Gruev receives grant to study, recreate mantis shrimp vision

Mantis shrimp, aggressive, predatory sea crustaceans, have among the most sophisticated vision of all animals. A group of researchers, including Viktor Gruev, PhD, want to recreate that vision to make a specialized camera that could bring more precision to biomedical imaging and weapons targeting in defense.

A mantis shrimp (Odontodactylus scyllarus) defending its hole.

Gruev, assistant professor of computer science & engineering, is an investigator on a $3.5 million collaborative grant from the Air Force Office of Scientific Research (AFOSR) that will allow them to re-engineer the eye of the mantis shrimp, or stomatopod, that live in the Great Barrier Reef in Australia.

The interdisciplinary team, which includes Gruev, two marine biologists and a physicist, will study the animal’s visual sensory system to learn how it processes information. By sharing principles among the three disciplines, the team aims to decode the inner principles of stomatopod vision to create more efficient design of sensors, imaging devices and analyzers.

Stomatopods have 20 different photoreceptor types, or functional input channels, in their eyes, including 12 channels for color. Gruev and the research team are interested in the mechanisms that function to reduce and analyze the 20 data streams.

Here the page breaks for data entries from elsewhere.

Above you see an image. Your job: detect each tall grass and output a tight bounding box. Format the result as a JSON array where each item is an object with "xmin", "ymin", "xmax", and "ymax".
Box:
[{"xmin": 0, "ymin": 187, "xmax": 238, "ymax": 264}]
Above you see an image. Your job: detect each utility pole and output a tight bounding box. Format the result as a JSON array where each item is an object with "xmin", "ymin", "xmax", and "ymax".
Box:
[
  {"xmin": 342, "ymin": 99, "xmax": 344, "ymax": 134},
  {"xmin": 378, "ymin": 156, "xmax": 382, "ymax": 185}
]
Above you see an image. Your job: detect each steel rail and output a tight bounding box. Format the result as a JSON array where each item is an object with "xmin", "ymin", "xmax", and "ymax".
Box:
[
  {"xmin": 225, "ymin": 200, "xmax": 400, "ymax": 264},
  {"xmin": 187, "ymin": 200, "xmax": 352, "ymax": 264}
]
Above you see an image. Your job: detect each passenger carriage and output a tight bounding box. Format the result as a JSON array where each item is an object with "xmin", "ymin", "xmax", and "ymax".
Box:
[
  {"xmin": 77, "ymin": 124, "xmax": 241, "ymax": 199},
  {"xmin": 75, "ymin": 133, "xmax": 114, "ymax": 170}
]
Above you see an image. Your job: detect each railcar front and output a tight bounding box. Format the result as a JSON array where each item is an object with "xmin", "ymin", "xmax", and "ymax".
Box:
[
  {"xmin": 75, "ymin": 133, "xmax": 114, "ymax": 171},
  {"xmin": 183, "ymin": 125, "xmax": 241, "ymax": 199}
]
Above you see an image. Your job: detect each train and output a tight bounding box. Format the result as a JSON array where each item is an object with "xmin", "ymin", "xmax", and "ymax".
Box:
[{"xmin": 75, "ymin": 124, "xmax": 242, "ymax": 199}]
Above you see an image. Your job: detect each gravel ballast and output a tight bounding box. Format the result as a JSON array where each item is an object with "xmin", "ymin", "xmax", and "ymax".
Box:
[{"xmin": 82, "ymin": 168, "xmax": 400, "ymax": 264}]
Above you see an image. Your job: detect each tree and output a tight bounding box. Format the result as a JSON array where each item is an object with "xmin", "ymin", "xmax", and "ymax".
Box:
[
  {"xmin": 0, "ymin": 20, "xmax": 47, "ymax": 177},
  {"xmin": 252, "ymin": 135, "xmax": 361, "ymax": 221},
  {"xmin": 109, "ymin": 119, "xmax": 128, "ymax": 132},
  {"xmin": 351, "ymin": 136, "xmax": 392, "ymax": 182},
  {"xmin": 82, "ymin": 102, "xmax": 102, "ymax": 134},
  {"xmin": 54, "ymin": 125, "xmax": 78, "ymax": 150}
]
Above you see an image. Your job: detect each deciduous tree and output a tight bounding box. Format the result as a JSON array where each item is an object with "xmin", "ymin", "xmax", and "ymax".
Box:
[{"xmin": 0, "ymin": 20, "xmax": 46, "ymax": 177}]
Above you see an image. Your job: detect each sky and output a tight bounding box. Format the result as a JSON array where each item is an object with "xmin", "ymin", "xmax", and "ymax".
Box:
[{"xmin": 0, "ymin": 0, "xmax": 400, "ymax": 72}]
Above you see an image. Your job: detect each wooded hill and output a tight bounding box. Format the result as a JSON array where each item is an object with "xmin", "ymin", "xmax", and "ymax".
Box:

“The mantis shrimp are very small creatures, but they have very sophisticated image processing,” Gruev says. “We want to know if we can mimic these sensors or design them to create a specialized camera that has multiple applications.”

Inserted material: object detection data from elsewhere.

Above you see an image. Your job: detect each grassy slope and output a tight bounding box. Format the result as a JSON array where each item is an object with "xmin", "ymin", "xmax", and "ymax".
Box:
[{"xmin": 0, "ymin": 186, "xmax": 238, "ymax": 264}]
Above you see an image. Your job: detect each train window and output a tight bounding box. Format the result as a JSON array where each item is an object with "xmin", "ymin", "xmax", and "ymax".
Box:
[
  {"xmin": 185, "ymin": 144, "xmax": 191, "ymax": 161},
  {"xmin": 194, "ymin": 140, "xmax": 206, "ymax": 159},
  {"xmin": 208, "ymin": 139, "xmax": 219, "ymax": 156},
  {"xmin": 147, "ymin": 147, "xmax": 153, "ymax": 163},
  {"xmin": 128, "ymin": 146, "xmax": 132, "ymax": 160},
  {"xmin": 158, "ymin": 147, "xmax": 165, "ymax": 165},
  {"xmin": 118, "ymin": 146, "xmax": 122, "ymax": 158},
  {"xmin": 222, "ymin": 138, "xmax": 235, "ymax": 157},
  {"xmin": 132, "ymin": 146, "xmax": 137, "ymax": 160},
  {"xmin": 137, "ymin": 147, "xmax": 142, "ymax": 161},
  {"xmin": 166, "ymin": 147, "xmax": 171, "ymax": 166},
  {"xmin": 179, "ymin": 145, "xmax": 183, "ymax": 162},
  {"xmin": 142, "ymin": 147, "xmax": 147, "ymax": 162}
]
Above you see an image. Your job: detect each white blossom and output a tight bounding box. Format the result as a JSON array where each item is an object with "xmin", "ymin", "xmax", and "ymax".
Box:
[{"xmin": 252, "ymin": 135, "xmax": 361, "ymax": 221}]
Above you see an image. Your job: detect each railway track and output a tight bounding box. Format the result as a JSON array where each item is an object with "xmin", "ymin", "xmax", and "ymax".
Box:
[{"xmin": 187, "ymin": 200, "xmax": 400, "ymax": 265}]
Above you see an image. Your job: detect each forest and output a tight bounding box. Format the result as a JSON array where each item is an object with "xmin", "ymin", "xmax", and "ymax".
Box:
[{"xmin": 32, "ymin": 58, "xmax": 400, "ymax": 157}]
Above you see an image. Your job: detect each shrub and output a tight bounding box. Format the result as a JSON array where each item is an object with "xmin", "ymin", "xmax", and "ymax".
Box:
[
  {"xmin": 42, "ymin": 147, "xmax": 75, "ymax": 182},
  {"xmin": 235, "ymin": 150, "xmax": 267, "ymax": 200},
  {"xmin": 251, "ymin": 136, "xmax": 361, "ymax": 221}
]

In the first two years of the grant, Gruev will develop two underwater polarization sensitive imaging systems housed in an underwater casing that he will design. In the final two years, he will design and build a custom imaging system using silicon dies that mimics the visual image processing of the stomatopod eye. His lab will also design and build printed circuit boards to test the imaging sensor.

Gruev says the camera could be used in biomedical imaging to better detect healthy cells from tumor cells, as well as in military aircraft to find a target in hazy or foggy conditions.

Gruev’s lab has already developed a sensor that can capture polarization properties of light. He went to the Great Barrier Reef, where his colleagues have an underwater optics lab where they can study the stomatopods and test their vision. This project will build on his previous work.